The next one, maybe twenty seconds later, hit closer. Wide-awake now, I realized that the base warning system had been blaring out an alert to take cover and put on our bullet-proof vests and helmets. I pulled the covers over my head

The third one was nearer still. I was surprised by how powerful the explosions were. Based on my experience shooting July 4th fireworks, I’d assumed that all rockets were mostly propellant. But these things sounded more like big bombs.

The fourth and fifth marched even closer. I remembered that at lunch the day before, a tired veteran of three deployments had told me, “You’re OK, unless you hear one whistle. If you hear that, it’s close.”

And then I heard a whistling sound.

“No freakin’”, I shot under my bed faster than when I was six and saw something ‘move’ in my closet, “way!” The huge explosion shook my quarters so violently that I thought it was going to collapse.

When the all-clear finally sounded, I asked myself yet again, “What the heck am I doing here?” I’d only been a Fed for a few months when I got the recruitment email. I’d been planted in Corpus Christi for 25 years, and out of nowhere I was being asked to volunteer for six months in Afghanistan. But then I thought, if Uncle Sam put up the Bat-Signal and I was the best he could do, then count me in, never thinking for a second I’d actually get picked.

So, why send civilians into a warzone? Years ago, the military decided that soldiers would do the fighting, and civilians would serve in support roles. We cook, clean, and clerk for the troops.

The hours are brutal: 12/7/365. Basically, if you’re awake, you’re at work; if you’re asleep, you’re not. The days pass in a blur of similarity. You go to the same place, do the same thing, and see the same people: Groundhog Day. We don’t check our watches to see what time it is; we check them to see what day of the week it is.

What does Afghanistan look like? Picture the lunar surface, but all the moon dust is blowing around.

The whole country makes me edgy. I don’t trust the air, because you can see it; I don’t trust the mountains, because they frequently disappear in the dusty air; I don’t trust the birds, because they skitter around as guiltily as informants; and, at a time when I never needed a beer more in my life, the place is dry.

But it’s all worth it to serve our troops. For an older guy to be treated with such courtesy and respect by young Americans is unusual. Their goodness breaks your heart.

Make no mistake, they’re lethal. They carry their loaded automatic weapons everywhere they go on base, to the point that I constantly feel underdressed without an M-16. And they’re brave enough to volunteer to go outside the wire and fight a war against an army of kamikazes.
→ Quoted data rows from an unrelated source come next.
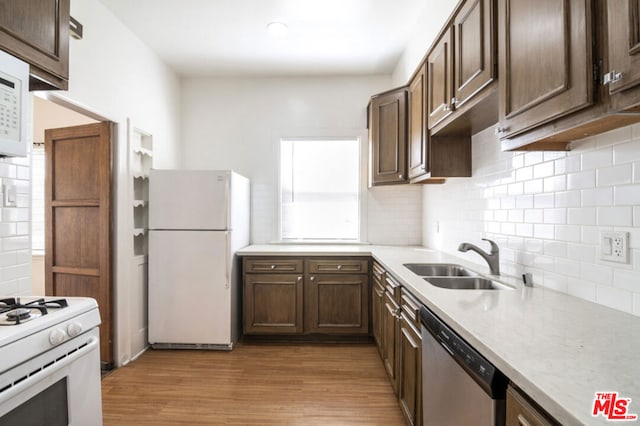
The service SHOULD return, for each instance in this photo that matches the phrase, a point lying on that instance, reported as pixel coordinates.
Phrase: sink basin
(438, 270)
(466, 283)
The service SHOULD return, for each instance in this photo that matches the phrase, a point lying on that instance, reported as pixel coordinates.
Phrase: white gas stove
(49, 361)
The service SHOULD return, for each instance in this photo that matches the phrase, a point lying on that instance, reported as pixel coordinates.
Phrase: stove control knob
(74, 329)
(56, 337)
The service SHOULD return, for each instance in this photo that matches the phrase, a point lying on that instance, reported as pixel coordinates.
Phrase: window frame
(362, 138)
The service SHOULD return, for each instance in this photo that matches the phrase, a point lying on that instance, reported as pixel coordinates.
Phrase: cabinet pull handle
(611, 77)
(522, 421)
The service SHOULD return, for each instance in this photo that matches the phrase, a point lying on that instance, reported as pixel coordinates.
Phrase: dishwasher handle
(490, 379)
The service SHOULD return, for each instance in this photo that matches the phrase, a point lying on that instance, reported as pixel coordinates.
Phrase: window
(320, 189)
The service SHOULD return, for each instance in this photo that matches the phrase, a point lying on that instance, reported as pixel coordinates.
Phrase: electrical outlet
(614, 246)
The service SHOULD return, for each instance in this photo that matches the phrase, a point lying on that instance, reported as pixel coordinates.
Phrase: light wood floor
(255, 384)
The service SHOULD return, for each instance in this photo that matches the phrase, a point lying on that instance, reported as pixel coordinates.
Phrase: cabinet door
(545, 61)
(390, 328)
(439, 73)
(37, 31)
(337, 304)
(388, 137)
(474, 49)
(272, 303)
(624, 43)
(410, 390)
(418, 146)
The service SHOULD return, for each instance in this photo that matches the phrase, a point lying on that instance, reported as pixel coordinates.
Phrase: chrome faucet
(493, 258)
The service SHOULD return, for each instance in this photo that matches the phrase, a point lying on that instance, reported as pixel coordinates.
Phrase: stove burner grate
(15, 312)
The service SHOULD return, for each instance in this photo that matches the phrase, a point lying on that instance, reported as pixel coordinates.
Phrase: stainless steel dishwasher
(459, 386)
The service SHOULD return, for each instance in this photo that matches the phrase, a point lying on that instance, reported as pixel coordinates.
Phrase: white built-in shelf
(143, 151)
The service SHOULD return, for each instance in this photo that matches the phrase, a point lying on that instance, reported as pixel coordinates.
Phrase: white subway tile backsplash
(533, 186)
(581, 180)
(555, 215)
(616, 175)
(597, 197)
(626, 152)
(555, 183)
(543, 170)
(627, 195)
(581, 216)
(547, 210)
(615, 216)
(568, 199)
(595, 159)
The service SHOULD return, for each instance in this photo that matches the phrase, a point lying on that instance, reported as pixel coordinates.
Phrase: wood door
(624, 43)
(337, 304)
(388, 137)
(273, 303)
(439, 74)
(410, 389)
(545, 61)
(78, 219)
(418, 155)
(37, 31)
(474, 49)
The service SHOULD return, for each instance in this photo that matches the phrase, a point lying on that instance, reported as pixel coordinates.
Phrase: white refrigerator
(197, 221)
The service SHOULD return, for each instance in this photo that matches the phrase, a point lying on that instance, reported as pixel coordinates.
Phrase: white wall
(237, 123)
(546, 212)
(429, 25)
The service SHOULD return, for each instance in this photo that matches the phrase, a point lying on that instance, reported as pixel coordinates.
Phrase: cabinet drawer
(276, 265)
(410, 307)
(341, 266)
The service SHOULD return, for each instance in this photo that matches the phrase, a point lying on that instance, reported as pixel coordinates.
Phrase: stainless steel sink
(466, 283)
(438, 270)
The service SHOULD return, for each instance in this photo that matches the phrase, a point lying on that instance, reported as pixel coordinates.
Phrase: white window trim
(362, 136)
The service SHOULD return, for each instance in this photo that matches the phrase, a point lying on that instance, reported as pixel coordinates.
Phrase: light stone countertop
(559, 349)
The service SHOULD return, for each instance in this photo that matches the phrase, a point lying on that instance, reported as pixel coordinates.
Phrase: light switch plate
(9, 192)
(614, 246)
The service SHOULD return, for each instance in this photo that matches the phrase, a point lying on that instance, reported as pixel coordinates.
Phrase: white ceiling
(229, 37)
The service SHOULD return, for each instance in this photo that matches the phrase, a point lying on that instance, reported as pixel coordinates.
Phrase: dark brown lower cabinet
(522, 411)
(273, 303)
(337, 304)
(390, 330)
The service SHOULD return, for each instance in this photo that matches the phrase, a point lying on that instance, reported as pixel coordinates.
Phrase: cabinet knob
(500, 130)
(611, 77)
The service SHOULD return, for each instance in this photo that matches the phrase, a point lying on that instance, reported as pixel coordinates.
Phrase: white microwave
(14, 106)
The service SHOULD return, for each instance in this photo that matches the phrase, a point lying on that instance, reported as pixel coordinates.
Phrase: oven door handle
(34, 377)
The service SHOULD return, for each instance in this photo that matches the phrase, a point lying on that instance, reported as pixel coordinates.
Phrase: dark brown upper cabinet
(439, 75)
(623, 73)
(474, 47)
(545, 59)
(418, 137)
(37, 31)
(388, 137)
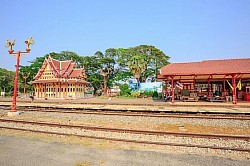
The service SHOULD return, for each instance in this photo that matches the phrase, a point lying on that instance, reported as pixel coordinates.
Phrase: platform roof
(208, 69)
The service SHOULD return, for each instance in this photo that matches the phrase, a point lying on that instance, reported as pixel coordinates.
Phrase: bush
(135, 94)
(125, 90)
(155, 95)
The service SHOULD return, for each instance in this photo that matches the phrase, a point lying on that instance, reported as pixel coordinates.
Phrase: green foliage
(125, 90)
(155, 95)
(136, 94)
(147, 93)
(6, 80)
(141, 61)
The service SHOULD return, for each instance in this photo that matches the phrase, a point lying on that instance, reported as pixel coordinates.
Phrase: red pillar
(234, 90)
(208, 85)
(172, 89)
(224, 85)
(13, 108)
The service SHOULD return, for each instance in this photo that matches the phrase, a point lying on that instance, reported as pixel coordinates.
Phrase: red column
(208, 85)
(234, 90)
(224, 85)
(172, 89)
(13, 108)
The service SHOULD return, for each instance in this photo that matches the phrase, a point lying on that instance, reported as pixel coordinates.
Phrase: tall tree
(137, 65)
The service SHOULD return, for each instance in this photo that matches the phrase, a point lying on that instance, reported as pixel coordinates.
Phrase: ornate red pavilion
(59, 79)
(205, 77)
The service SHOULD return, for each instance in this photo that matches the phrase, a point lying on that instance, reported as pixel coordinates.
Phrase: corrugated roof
(225, 66)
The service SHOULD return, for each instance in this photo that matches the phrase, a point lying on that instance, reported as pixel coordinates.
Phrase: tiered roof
(63, 71)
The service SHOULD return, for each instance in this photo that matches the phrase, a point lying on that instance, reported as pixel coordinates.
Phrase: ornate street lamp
(105, 71)
(18, 55)
(25, 76)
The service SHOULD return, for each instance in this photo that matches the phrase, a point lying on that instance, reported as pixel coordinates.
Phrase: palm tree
(137, 66)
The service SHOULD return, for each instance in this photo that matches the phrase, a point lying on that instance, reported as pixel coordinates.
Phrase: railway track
(145, 114)
(116, 130)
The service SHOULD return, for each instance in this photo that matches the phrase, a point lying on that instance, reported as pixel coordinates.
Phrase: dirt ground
(32, 152)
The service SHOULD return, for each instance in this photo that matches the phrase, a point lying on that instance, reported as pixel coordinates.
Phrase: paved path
(22, 151)
(135, 104)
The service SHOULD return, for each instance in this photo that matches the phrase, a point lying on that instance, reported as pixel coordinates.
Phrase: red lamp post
(24, 86)
(105, 71)
(18, 55)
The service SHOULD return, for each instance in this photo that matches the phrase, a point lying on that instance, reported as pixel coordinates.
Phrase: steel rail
(214, 116)
(177, 134)
(134, 113)
(133, 141)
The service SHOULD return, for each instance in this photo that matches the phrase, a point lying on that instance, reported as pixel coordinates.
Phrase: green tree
(137, 65)
(6, 80)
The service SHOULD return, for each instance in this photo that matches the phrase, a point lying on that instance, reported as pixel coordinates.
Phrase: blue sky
(185, 30)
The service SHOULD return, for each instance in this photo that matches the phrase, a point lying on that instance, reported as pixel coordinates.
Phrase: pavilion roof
(62, 69)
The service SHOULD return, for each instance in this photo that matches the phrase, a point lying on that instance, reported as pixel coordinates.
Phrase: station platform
(140, 104)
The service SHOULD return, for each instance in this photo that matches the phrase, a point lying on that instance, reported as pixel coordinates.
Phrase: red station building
(210, 80)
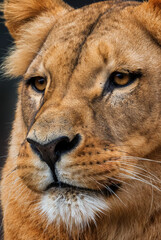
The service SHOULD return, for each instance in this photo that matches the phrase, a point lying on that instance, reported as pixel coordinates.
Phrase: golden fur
(113, 166)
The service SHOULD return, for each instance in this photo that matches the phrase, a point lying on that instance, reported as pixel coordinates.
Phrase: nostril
(65, 145)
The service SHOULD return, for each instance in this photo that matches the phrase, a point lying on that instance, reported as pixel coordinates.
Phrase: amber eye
(121, 79)
(38, 83)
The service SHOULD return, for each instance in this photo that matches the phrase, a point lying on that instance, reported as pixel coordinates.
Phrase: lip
(109, 191)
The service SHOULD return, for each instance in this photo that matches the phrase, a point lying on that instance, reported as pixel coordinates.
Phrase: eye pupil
(39, 83)
(120, 75)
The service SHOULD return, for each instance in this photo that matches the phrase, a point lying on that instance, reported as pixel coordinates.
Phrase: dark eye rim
(30, 82)
(110, 85)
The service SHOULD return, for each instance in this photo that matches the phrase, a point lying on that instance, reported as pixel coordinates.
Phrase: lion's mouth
(107, 191)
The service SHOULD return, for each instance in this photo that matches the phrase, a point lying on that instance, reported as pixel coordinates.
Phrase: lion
(85, 149)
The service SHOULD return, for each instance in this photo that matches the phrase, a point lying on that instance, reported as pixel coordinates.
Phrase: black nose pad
(52, 151)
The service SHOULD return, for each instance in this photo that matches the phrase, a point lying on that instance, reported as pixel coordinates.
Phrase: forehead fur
(33, 35)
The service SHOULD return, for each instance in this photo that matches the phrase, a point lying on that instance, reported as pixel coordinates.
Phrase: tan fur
(77, 50)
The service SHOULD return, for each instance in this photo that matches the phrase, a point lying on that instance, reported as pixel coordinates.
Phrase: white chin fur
(74, 210)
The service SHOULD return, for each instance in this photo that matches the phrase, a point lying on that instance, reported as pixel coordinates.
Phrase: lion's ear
(150, 16)
(18, 13)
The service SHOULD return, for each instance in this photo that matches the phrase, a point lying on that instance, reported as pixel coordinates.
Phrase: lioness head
(87, 132)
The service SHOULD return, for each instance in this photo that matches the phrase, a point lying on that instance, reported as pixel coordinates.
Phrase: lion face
(89, 107)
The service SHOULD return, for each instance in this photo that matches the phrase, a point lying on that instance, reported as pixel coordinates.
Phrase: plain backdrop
(8, 88)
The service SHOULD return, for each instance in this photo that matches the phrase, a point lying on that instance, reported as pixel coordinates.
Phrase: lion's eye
(121, 79)
(38, 83)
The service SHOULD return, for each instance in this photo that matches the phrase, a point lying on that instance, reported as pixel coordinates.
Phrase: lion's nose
(52, 151)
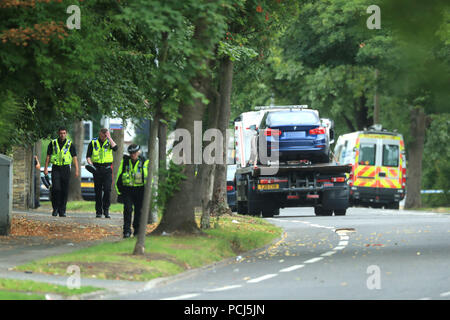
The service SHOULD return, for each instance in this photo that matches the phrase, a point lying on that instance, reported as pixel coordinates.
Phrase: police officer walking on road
(60, 153)
(130, 185)
(100, 155)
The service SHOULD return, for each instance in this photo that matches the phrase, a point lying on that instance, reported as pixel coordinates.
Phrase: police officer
(60, 153)
(130, 184)
(100, 155)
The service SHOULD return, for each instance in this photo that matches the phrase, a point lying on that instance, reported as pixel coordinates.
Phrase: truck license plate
(268, 186)
(87, 184)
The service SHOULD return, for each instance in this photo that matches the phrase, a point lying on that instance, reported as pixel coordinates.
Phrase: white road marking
(265, 277)
(292, 268)
(224, 288)
(313, 260)
(183, 297)
(327, 254)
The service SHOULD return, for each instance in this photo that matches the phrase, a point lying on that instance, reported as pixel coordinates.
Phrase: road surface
(367, 254)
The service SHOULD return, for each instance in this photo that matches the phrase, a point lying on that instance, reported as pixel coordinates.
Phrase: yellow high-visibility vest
(62, 156)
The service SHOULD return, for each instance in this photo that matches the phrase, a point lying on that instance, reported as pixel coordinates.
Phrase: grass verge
(165, 255)
(12, 289)
(82, 206)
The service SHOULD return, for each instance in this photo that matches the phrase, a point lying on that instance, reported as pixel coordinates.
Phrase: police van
(377, 157)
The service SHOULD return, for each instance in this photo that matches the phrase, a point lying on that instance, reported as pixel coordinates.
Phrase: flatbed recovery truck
(322, 186)
(264, 189)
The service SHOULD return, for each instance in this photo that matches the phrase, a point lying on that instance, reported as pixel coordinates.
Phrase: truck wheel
(269, 211)
(319, 211)
(393, 205)
(340, 212)
(241, 208)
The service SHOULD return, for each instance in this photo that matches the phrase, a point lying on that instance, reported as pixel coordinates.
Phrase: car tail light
(272, 132)
(319, 130)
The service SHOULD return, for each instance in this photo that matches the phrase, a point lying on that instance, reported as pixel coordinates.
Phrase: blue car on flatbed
(300, 135)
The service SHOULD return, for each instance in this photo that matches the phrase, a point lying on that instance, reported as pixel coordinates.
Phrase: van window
(367, 154)
(390, 155)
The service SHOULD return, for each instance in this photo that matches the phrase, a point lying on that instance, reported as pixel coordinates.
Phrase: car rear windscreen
(291, 118)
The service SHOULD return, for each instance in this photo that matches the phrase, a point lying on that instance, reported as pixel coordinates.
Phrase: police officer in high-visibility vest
(130, 185)
(60, 153)
(100, 155)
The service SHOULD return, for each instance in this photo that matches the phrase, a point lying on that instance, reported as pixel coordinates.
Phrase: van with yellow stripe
(378, 163)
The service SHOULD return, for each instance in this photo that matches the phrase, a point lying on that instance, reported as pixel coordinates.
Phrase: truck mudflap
(336, 198)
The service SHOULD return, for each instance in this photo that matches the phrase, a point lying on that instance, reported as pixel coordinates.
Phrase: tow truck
(262, 189)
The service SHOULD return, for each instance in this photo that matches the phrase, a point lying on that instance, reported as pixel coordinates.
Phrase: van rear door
(365, 174)
(389, 172)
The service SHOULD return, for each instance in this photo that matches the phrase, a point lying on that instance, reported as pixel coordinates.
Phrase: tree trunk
(220, 179)
(75, 182)
(139, 248)
(179, 215)
(162, 141)
(415, 153)
(206, 175)
(118, 136)
(376, 101)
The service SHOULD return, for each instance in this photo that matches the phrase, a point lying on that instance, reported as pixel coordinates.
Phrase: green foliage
(10, 112)
(436, 168)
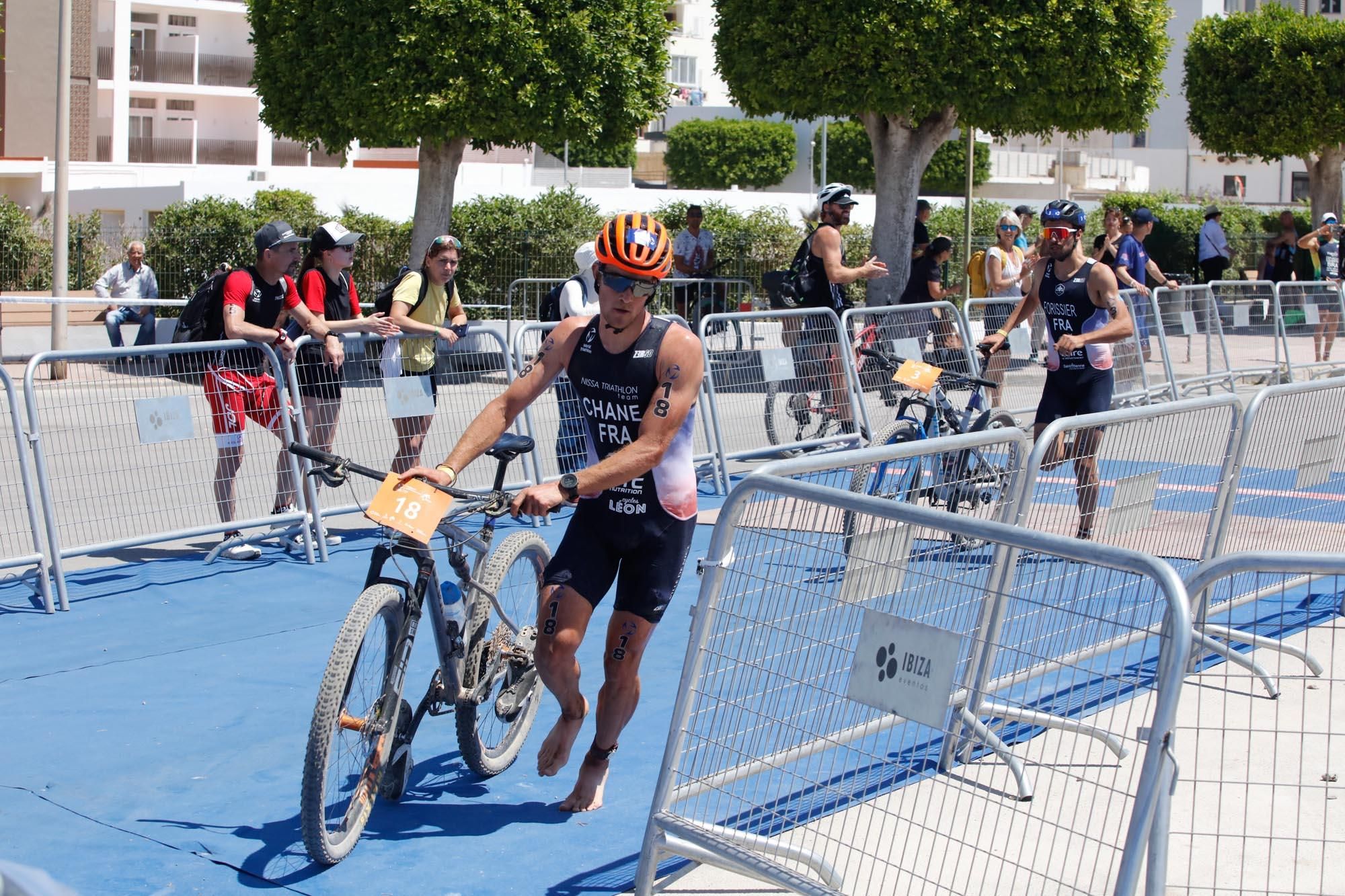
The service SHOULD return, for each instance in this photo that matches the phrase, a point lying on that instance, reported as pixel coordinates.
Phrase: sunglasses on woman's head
(618, 282)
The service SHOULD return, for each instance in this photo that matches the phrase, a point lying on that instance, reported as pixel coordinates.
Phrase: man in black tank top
(637, 378)
(1085, 314)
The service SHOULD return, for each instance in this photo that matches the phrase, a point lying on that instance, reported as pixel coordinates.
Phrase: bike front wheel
(353, 728)
(500, 678)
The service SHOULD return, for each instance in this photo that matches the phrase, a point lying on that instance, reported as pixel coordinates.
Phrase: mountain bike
(360, 741)
(958, 479)
(808, 408)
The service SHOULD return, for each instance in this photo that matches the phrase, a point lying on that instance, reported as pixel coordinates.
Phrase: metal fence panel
(1198, 356)
(806, 743)
(1311, 319)
(930, 331)
(1257, 806)
(787, 391)
(1022, 369)
(126, 451)
(21, 536)
(1152, 479)
(381, 409)
(1250, 323)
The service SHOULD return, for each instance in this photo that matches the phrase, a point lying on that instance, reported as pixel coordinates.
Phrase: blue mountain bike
(957, 481)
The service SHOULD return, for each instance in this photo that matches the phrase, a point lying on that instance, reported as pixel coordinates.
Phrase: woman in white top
(1007, 278)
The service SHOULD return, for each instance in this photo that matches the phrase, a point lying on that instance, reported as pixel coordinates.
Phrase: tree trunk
(1324, 181)
(900, 157)
(435, 193)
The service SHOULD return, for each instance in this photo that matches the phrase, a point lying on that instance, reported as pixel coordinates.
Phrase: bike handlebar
(892, 362)
(337, 469)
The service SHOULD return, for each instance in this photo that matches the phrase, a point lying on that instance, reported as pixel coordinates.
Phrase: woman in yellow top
(442, 303)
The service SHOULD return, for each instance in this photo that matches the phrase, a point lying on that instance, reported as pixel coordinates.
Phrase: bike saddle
(510, 446)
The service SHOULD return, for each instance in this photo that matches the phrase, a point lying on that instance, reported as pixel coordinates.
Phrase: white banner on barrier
(905, 667)
(913, 349)
(777, 365)
(166, 419)
(410, 397)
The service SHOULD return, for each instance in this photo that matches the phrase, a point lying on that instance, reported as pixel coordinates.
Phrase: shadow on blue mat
(280, 857)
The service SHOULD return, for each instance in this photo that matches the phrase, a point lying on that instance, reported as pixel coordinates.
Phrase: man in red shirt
(237, 384)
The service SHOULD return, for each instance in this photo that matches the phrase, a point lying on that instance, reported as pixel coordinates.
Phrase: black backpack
(798, 283)
(384, 300)
(204, 317)
(551, 307)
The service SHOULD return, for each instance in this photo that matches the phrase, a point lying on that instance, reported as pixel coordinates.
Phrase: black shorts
(1070, 393)
(434, 381)
(645, 559)
(317, 377)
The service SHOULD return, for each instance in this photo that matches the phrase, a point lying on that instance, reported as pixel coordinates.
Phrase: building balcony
(287, 153)
(177, 151)
(206, 69)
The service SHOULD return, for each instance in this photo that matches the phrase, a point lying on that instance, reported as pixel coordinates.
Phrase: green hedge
(726, 153)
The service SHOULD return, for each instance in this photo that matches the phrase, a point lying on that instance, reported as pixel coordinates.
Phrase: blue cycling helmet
(1063, 212)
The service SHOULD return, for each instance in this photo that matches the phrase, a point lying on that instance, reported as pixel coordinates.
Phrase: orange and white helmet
(637, 245)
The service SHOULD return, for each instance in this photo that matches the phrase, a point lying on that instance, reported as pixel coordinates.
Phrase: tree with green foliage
(1266, 84)
(445, 73)
(913, 72)
(851, 161)
(726, 153)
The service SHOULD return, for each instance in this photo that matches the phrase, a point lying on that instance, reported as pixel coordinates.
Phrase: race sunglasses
(621, 283)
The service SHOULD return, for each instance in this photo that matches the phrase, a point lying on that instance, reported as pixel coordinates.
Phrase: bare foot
(556, 748)
(588, 790)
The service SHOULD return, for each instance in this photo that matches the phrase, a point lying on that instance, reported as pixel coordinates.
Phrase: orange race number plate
(918, 374)
(412, 509)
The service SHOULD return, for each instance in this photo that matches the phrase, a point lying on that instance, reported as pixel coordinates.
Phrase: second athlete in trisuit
(1085, 313)
(637, 378)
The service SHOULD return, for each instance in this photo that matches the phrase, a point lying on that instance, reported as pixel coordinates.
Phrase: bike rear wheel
(500, 676)
(353, 728)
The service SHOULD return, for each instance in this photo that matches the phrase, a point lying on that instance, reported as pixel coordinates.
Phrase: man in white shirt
(1214, 255)
(132, 279)
(693, 256)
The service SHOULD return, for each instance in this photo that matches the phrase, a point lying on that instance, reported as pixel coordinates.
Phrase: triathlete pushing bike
(637, 378)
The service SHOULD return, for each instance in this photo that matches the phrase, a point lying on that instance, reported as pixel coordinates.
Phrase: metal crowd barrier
(931, 331)
(1198, 356)
(377, 409)
(1252, 810)
(21, 536)
(556, 419)
(126, 452)
(1311, 319)
(812, 744)
(1153, 479)
(790, 392)
(1249, 313)
(529, 294)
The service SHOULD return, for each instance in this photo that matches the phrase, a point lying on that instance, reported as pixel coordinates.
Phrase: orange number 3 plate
(412, 509)
(918, 374)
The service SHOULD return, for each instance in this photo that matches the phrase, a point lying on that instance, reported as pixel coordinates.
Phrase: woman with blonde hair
(1008, 278)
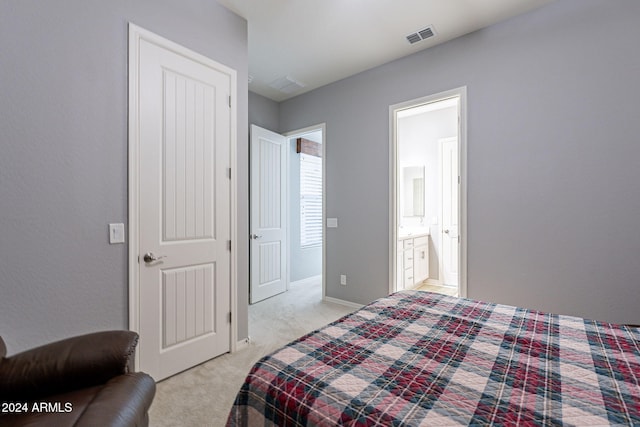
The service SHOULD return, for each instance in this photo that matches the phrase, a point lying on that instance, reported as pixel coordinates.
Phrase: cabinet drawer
(408, 259)
(421, 241)
(408, 278)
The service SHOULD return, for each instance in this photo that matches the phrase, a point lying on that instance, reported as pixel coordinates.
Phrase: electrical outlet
(116, 233)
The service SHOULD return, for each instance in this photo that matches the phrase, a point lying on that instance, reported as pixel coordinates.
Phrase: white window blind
(310, 200)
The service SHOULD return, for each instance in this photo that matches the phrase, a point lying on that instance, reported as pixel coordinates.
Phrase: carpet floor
(203, 395)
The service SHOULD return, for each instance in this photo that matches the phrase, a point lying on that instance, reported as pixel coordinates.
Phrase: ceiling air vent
(287, 84)
(421, 35)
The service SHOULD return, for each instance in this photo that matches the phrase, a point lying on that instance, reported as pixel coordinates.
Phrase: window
(310, 200)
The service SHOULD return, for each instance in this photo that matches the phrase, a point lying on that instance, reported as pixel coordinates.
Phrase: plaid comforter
(422, 359)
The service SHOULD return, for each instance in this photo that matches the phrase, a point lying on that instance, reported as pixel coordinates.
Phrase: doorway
(428, 202)
(306, 206)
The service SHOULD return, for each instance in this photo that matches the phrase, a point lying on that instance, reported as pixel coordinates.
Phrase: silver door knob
(150, 257)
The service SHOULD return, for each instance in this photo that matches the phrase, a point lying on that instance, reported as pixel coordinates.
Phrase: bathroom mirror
(413, 191)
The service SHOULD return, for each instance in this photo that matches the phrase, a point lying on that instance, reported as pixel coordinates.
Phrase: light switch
(116, 233)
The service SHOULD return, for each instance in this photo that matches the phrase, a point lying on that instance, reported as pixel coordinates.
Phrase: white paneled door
(184, 208)
(268, 251)
(450, 203)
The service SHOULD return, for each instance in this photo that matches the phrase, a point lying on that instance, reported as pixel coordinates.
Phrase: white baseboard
(342, 302)
(307, 281)
(242, 344)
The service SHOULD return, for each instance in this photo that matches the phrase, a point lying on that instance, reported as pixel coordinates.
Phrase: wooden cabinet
(412, 261)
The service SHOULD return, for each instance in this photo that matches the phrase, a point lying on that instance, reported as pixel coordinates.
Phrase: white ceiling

But they’re also just kids. At Thanksgiving dinner, they argued happily about the Cowboys and Redskins while they ate facsimiles of turkey and all the trimmings. But you could see it in their suddenly stony expressions as each in turn was overwhelmed by memories of home. And then to see their buddies jolly them out of their sad reveries….It was beautiful.

This is an impressive group of young people. They’re hardened by more than a decade of war, strengthened by their discipline and sacrifice, and painfully aware of the real price of foreign policy. From what I’ve seen, we could be looking at a truly transformative generation. They deserve a warm welcome and our lasting gratitude and respect when they finally come marching home.